Bien que la plupart des données sur les distinctions entre genre et sexe concernent les phases précoces des maladies, celles-ci ne sont pas les seules concernées. Les effets à long terme des épidémies et des mesures de réponse mises en place peuvent aussi aggraver les inégalités de genre, notamment en augmentant les écarts d'accès à l'éducation entre les genres. Des différences sont également observées dans les effets à long terme sur la santé, les impacts sur la santé mentale et les conséquences sociales.

En résumé, le genre et le sexe joue un rôle déterminant dans la manière dont les maladies sont propagées, détectées, comprises et traitées, soulignant la nécessité de prendre en compte ces dimensions dans les réponses aux épidémies.

Quels sont les principaux points que vous avez relevés concernant les femmes enceintes lors des épidémies ?

Emelie Yonally Phillips : Les changements physiologiques liés à la grossesse modifient la sensibilité aux maladies, ce qui rend les femmes enceintes particulièrement vulnérables lors des épidémies. Elles présentent davantage de risque de contracter des maladies, de développer des formes graves, de subir des complications, et, dans certains cas, de décéder. À cela s’ajoutent les risques de complications pendant la grossesse, comme des fausses couches, des naissances prématurées ou des malformations congénitales.

Or, historiquement, les femmes enceintes ont souvent été exclues des campagnes de vaccination pour des maladies telles qu’Ebola, l’hépatite E et la fièvre jaune, en raison d’un manque de données sur l’innocuité des vaccins pendant la grossesse. Cette exclusion les prive de mesures essentielles de protection.

La grossesse influence également le diagnostic des maladies. Des taux plus élevés de détection sont observés pour certaine maladie chez les femmes enceintes, en raison de visites plus fréquentes dans des services de santé. Cependant, les symptômes de la grossesse peuvent aussi masquer ou modifier les symptômes de la maladie, ce qui les rend plus difficiles à détecter.

Lors des épidémies d'Ebola, les femmes enceintes se voyaient souvent refuser des soins obstétricaux jusqu'à l'obtention d'un test négatif, ce qui augmentait leur risque de complications graves non liées à Ebola. De plus, les femmes enceintes ont commencé à éviter les centres de santé par crainte de contracter Ebola, ce qui a entraîné des répercussions à long terme sur la santé maternelle et infantile dans ces régions.

Lors de l'épidémie de Zika en 2015, nous avons également pu constater que les mesures d'intervention peuvent accroître les vulnérabilités si elles ne tiennent pas compte du genre. Dans de nombreuses régions où les taux d'infection par le Zika sont les plus élevés, la contraception était peu accessible et socialement inacceptable, les avortements illégaux, et les messages de prévention mentionnaient rarement les risques de transmission sexuelle.
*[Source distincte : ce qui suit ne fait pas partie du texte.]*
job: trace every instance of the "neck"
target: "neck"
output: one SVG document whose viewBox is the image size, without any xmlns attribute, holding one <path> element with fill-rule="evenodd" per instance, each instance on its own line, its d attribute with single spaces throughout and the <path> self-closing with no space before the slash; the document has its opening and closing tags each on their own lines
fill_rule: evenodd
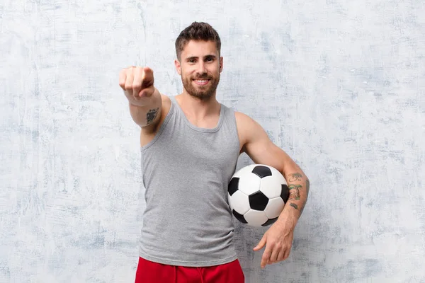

Pendant cette période, les données montrent une forte augmentation des avortements clandestins en raison des craintes de malformations congénitales, telles que la microcéphalie chez le nourrisson.

Ces observations soulignent l’urgence de mieux intégrer les besoins des femmes enceintes et de leurs partenaires dans les stratégies de prévention, de diagnostic et de traitement lors des épidémies.

Quelles sont vos recommandations ?

Emelie Yonally Phillips : Cette étude met en lumière l’impact significatif, mais variable, du sexe, du genre et de la grossesse à chaque étape des épidémies. Elle révèle également des lacunes importantes dans la collecte de données sur ces aspects dans le cadre des réponses sanitaires.

Pour une réponse épidémique équitable et efficace, il est impératif de :

  • Renforcer la collecte systématique de données différenciées selon le sexe et d’indicateurs sensibles au genre ;
  • Intégrer des analyses intersectionnelles pour mieux comprendre les vulnérabilités cumulatives ;
  • Élaborer des politiques et des programmes sensibles aux dynamiques sexospécifiques afin de ne pas reproduire ou exacerber les inégalités.

Ignorer ces dimensions risque non seulement de limiter l’efficacité des interventions, mais aussi d’aggraver les inégalités existantes entre les sexes et de créer de nouveaux problèmes de santé.